File Compression Pattern
A command-line compression tool usually follows this shape:
open input file
defer close input file
open output file
defer close output file
create compressor
while true:
read input chunk
if end: break
write compressed chunk
finish compressorThe final “finish” step matters.
Many compression formats need to write footer data, checksums, or final buffered bytes.
If you forget to finish or flush the compressor, the output file may be incomplete.
File Decompression Pattern
A decompression tool has the reverse shape:
open compressed file
defer close compressed file
open output file
defer close output file
create decompressor
while true:
read compressed chunk
if end: break
write plain chunkThe decompressor must validate the input.
If the compressed stream is malformed, the program should return an error and avoid treating partial output as valid.
A Simple Design for a Compression API
If you write your own wrapper, make the direction clear.
Good names:
compressGzip
decompressGzip
compressZstd
decompressZstdAvoid vague names:
process
convert
handleDataCompression code has too many similar byte streams. Clear names prevent mistakes.
A good function signature might look like:
fn compressData(
allocator: std.mem.Allocator,
input: []const u8,
) ![]u8 {
// returns allocated compressed bytes
}This signature says:
It needs an allocator.
It reads input bytes.
It can fail.
It returns allocated output.
The caller must free the result.
Avoid Compression Bombs
A compression bomb is compressed data that expands to a huge size.
For example, a small compressed file might decompress into gigabytes of data.
If your program blindly decompresses into memory, it can run out of memory.
So when decompressing untrusted data, set limits.
Conceptually:
if (output_size > max_allowed_size) {
return error.OutputTooLarge;
}This is important for servers, archive tools, package managers, and anything that accepts files from users.
Checksums
Some compression formats include checksums.

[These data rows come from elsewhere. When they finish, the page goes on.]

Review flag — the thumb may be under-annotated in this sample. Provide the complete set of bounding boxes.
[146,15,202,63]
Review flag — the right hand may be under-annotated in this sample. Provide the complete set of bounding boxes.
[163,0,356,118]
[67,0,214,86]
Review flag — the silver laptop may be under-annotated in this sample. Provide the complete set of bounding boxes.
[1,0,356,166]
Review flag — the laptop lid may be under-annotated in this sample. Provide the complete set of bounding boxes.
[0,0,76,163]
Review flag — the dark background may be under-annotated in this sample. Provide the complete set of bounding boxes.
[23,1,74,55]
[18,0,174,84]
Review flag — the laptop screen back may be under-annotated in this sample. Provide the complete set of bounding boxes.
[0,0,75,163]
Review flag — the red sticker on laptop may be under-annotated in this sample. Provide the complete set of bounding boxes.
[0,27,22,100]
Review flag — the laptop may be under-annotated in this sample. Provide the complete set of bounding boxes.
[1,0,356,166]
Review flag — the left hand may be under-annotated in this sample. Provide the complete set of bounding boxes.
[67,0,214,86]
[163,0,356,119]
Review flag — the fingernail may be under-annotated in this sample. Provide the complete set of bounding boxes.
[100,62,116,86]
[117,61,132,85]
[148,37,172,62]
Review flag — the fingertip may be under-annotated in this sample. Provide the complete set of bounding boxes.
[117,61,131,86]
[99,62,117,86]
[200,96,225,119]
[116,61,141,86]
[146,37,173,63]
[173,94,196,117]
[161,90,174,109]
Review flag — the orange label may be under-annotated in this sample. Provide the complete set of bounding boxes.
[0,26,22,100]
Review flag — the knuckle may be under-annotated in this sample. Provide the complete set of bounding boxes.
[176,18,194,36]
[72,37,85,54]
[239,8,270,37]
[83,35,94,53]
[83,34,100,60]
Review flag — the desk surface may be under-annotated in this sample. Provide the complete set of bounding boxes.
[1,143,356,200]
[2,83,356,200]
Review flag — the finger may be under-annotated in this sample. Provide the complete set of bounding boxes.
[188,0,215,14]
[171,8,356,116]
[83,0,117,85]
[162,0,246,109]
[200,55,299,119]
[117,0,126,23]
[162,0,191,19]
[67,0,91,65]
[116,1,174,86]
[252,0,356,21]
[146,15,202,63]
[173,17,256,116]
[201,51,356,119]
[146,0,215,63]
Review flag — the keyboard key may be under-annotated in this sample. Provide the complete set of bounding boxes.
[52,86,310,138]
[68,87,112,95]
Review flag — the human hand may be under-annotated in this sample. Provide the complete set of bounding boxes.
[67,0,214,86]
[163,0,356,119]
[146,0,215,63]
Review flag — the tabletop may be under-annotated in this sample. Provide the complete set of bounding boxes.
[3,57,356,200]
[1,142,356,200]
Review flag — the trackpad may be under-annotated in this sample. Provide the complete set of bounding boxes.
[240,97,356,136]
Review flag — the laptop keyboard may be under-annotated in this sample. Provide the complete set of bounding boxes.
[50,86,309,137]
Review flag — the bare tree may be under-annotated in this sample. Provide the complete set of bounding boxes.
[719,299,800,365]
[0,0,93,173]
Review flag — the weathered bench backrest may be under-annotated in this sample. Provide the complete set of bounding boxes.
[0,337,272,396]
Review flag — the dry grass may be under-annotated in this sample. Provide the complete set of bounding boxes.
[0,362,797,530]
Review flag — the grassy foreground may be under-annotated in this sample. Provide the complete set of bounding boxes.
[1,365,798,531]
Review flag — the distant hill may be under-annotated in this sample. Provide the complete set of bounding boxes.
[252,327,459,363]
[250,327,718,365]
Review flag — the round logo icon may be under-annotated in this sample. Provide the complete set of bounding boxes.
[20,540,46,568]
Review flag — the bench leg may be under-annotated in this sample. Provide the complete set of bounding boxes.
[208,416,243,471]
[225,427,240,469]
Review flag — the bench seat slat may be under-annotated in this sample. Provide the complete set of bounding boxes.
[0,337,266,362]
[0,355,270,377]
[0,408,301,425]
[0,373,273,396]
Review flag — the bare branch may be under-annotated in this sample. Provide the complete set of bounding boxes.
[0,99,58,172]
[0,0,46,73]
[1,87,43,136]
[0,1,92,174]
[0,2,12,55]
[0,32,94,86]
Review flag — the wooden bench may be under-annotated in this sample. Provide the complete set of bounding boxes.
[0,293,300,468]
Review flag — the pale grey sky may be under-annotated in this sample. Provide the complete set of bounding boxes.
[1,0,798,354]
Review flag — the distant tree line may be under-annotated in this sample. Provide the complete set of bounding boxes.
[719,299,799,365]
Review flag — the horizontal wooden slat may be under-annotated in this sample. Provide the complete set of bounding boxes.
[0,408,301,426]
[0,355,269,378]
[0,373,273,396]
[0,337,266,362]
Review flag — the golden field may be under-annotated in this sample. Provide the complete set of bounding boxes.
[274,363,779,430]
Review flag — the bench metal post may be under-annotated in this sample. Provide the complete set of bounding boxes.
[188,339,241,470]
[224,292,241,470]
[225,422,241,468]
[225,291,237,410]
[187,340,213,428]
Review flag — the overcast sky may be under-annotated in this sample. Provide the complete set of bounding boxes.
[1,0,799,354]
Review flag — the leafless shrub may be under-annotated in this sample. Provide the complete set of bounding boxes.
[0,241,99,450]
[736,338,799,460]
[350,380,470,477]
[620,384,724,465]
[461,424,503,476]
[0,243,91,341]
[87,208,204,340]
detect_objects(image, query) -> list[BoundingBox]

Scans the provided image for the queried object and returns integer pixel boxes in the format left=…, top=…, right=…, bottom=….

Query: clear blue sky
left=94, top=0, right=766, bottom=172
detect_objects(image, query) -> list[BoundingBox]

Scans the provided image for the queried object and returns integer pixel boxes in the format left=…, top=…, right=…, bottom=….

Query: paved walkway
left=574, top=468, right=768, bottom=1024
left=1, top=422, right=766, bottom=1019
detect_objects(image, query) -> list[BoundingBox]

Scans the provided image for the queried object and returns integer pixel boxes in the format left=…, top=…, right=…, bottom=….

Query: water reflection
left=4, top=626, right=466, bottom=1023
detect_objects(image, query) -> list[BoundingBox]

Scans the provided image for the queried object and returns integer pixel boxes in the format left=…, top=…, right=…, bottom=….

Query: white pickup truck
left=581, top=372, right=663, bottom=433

A checksum helps detect corrupted data.
For example, if one byte in a compressed file changes, decompression may fail with a checksum error.
A checksum is not the same as encryption or authentication.

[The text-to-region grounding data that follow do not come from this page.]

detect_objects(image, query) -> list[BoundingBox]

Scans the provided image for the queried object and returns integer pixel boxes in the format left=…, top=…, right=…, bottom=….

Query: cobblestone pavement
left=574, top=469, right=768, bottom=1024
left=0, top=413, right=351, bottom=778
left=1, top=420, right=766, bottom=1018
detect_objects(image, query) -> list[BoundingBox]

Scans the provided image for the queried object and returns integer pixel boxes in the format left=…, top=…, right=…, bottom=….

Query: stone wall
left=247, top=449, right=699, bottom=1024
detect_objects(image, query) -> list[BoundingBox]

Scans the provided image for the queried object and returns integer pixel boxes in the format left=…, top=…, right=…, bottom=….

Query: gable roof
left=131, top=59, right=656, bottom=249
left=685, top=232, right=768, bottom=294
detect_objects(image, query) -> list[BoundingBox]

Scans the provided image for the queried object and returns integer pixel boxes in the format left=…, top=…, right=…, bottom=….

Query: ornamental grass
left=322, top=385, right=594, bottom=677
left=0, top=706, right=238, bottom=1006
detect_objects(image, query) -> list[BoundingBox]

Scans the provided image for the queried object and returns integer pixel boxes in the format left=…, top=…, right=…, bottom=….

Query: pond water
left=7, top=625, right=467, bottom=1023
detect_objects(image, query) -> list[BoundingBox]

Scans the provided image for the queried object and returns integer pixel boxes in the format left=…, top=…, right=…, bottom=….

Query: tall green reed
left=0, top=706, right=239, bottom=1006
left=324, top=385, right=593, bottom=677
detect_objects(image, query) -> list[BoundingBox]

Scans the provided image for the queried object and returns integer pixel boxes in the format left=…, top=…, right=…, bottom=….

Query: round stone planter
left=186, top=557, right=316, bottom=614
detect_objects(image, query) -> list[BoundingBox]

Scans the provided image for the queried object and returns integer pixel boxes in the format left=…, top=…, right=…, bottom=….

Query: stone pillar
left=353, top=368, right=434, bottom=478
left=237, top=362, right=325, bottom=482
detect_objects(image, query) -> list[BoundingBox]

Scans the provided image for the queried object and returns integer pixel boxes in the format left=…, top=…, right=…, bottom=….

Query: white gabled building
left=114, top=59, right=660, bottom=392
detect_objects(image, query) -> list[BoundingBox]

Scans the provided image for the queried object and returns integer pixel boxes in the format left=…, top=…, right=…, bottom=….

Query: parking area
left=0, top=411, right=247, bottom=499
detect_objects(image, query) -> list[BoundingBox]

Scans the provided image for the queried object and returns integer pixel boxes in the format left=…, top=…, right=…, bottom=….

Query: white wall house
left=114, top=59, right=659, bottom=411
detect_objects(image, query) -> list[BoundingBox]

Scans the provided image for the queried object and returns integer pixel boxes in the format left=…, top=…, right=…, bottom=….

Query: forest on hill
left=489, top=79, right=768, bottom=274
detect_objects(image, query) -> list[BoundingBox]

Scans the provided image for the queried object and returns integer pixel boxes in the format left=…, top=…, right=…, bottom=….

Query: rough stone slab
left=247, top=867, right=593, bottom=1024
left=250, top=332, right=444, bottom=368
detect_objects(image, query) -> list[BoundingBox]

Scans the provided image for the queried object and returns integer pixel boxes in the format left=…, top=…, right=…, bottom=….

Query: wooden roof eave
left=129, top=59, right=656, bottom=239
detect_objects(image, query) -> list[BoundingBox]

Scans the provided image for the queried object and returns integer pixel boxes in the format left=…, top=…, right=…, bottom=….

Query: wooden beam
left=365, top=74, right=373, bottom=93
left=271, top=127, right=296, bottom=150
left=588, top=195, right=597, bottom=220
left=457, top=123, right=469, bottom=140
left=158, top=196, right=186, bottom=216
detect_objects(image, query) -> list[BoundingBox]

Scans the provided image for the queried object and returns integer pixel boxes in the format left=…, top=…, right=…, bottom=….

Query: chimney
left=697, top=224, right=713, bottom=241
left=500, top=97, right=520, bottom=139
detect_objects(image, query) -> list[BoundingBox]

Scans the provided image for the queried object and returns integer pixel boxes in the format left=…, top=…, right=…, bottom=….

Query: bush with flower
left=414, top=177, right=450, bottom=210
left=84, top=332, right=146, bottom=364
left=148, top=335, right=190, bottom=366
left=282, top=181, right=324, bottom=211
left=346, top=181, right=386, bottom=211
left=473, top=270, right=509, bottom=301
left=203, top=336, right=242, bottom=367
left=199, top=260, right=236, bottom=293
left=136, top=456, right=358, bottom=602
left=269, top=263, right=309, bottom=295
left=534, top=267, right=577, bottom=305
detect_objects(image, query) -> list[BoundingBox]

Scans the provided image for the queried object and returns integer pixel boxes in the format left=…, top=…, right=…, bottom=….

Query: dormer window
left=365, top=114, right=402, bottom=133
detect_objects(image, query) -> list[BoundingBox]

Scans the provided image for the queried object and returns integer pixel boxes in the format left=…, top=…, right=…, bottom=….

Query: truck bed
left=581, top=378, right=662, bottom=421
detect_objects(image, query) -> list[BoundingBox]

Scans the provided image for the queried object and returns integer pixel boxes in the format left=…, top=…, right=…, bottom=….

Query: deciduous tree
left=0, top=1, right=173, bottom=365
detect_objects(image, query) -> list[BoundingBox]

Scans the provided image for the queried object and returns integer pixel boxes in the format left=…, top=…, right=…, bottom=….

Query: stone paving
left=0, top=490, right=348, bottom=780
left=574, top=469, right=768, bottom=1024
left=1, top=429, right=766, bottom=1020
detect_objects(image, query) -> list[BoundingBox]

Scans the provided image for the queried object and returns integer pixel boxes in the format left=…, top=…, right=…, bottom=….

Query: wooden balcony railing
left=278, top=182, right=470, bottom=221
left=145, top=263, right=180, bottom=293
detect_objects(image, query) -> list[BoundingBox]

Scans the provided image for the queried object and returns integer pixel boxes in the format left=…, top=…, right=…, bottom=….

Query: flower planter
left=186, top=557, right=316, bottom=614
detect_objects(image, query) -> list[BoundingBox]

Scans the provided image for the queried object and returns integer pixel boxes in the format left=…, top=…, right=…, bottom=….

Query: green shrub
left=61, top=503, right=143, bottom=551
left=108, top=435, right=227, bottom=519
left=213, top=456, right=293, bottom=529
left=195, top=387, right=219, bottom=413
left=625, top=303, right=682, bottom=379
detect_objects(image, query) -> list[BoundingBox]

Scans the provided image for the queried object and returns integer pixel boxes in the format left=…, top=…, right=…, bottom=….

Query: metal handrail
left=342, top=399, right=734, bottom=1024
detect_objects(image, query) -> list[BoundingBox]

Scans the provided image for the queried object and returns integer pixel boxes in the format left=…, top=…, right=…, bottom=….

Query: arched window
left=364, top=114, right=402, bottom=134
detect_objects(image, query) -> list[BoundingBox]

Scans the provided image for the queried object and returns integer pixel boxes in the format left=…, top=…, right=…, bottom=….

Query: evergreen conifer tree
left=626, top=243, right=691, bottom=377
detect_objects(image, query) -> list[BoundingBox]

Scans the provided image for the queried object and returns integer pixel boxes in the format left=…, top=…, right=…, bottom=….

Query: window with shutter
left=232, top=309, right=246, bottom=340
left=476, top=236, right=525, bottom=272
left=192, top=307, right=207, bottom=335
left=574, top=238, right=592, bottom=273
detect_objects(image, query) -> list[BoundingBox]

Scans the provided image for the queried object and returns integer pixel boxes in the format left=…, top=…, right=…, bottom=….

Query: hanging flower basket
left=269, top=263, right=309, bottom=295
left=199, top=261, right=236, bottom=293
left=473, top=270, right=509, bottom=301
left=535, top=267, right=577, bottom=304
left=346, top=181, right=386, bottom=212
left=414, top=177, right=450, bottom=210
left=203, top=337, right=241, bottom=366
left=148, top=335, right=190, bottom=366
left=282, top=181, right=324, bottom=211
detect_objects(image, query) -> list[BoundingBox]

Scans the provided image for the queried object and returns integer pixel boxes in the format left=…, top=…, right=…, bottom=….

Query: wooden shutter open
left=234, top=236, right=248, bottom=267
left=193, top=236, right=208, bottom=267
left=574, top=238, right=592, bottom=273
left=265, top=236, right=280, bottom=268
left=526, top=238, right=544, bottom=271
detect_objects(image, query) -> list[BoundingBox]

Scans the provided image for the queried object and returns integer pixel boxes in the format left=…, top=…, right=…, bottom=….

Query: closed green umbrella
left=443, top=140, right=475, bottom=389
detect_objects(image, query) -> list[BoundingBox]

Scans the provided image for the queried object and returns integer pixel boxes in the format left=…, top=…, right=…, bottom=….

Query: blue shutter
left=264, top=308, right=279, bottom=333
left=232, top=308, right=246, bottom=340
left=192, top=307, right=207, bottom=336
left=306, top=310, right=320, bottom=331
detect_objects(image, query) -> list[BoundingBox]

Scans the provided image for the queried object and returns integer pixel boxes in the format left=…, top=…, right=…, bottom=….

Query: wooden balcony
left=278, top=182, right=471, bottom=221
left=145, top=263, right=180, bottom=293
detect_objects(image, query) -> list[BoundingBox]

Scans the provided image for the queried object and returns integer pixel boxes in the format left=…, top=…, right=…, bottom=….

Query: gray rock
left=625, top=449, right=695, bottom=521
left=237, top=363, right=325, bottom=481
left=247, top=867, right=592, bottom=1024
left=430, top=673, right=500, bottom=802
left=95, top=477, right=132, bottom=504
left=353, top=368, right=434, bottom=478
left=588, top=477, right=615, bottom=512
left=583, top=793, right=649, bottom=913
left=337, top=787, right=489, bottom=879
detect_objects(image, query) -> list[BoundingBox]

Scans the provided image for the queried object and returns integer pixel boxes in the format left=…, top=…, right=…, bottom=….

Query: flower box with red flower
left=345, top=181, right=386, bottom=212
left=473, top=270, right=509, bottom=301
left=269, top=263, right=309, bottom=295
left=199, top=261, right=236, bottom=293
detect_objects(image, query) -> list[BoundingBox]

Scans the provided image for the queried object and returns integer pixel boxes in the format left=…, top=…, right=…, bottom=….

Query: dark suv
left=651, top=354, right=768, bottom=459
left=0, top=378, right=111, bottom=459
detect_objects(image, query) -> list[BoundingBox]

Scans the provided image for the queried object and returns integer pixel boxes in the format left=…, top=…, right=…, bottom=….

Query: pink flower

It can detect accidental corruption.
It does not prove that the data came from a trusted source.
For security, use cryptographic authentication such as a MAC or digital signature.

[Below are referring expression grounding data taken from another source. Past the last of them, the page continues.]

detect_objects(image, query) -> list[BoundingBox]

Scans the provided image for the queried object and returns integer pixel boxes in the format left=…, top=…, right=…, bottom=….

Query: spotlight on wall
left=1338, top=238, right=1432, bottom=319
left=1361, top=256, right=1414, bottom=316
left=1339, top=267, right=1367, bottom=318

Compression Is Not Encryption
Compression makes data smaller.
Encryption makes data unreadable without a key.
They solve different problems.
Compressed data may still reveal information.
Encrypted data should hide the contents.
Do not store secrets in compressed files and assume they are protected.
When to Compress
Compression is useful when:
data has repeated patterns
data is large
storage or bandwidth matters
CPU cost is acceptable
data will be read less often than it is stored
Compression may be a poor choice when:
data is already compressed
latency matters more than size
CPU is the bottleneck
files are tiny
the format must support random access
Some formats support block compression for random access, but plain stream compression usually does not.
What Beginners Should Learn First
Do not start by memorizing every compression API.
Start with the concepts:
compressed data is bytes
decompression can fail
streaming avoids large memory use
compression has speed-size tradeoffs
finalization or flushing matters
untrusted compressed data needs limits
Then learn one specific format, such as gzip or zstd.
The Core Pattern
For small data:
const compressed = try compress(allocator, input);
defer allocator.free(compressed);
const output = try decompress(allocator, compressed);
defer allocator.free(output);For files:
open input
defer close input
open output
defer close output
while reading chunks:
compress or decompress
write result
finish or flushFor safety:
if (decompressed_size > max_size) {
return error.OutputTooLarge;
}What You Should Remember
Compression makes data smaller.
Decompression restores the original bytes.
Lossless compression is required for code, text data, archives, databases, and structured files.
Lossy compression is for media where exact bytes are not required.
Compressed data is still byte data.
Compression can fail.
Decompression can fail.
Large files should be processed in chunks.
Always finish or flush compression streams.
Do not trust compressed input blindly.
Compression saves space or bandwidth by spending CPU time.